Jandra führte Pet unsichtbar zu Shandrazels Zelt. Wütende Rufe waren von drinnen zu hören. War das Hex’ Stimme?
Jandra schob die Zeltklappe beiseite. In dem riesigen Raum war es kalt, aber er bot immer noch einen willkommenen Schutz vor dem Winterwind. Als sie ihre Unsichtbarkeit fallen ließ, sahen die beiden Sonnendrachen in der Mitte des Raumes sie an. Shandrazel wirkte nicht sehr glücklich.

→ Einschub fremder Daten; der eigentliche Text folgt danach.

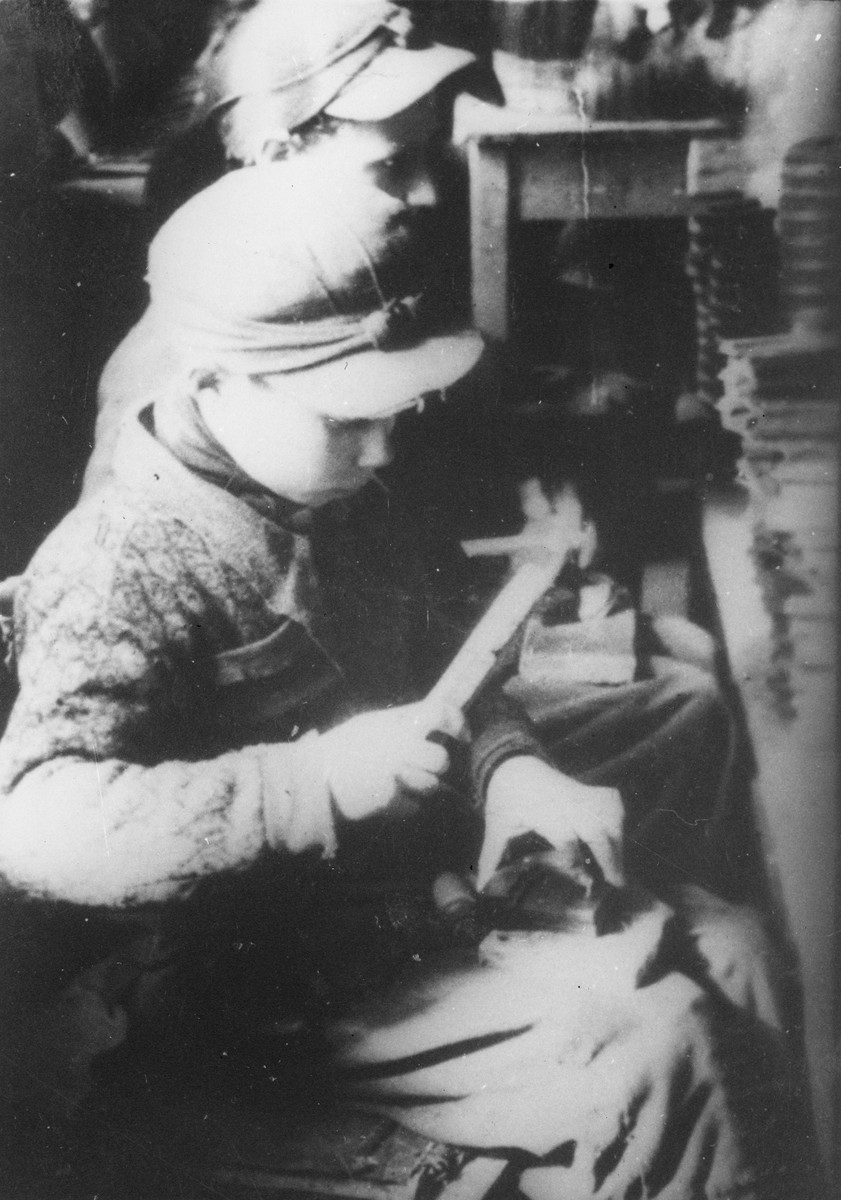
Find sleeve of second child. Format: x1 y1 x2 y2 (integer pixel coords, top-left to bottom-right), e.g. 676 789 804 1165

»Störe ich bei etwas?«, fragte sie.
»Bei nichts Wichtigem«, sagte Hex.
»Bei nichts Wichtigem, weil mein Bruder glaubt, dass nichts wichtig ist«, sagte Shandrazel. »Er rät mir, die Welt im Chaos versinken zu lassen. Er ist zwar bereit, die Fehler der Welt aufzuzählen, aber nicht, sie zu berichtigen.«
»Ich behaupte seit langem, dass jeder, der glaubt, das Recht zu haben, die Fehler der Welt zu berichtigen, dazu verdammt ist, dem eigenen Hochmut zum Opfer zu fallen.«
Shandrazel winkte abwehrend mit der Vorderklaue, als würde er versuchen, die Luft von einer derart absurden Aussage zu reinigen. »Diese Diskussion ist beendet. Ich sehe, du hast einen Menschen mit zurückgebracht, Jandra. Hast du vor, uns unseren unerwarteten Gast vorzustellen?«
Pet zog die Kapuze zurück, so dass sein Gesicht zum Vorschein kam.
Shandrazels Augen wurden größer.
»Ich muss nicht vorgestellt werden, Herr«, sagte Pet.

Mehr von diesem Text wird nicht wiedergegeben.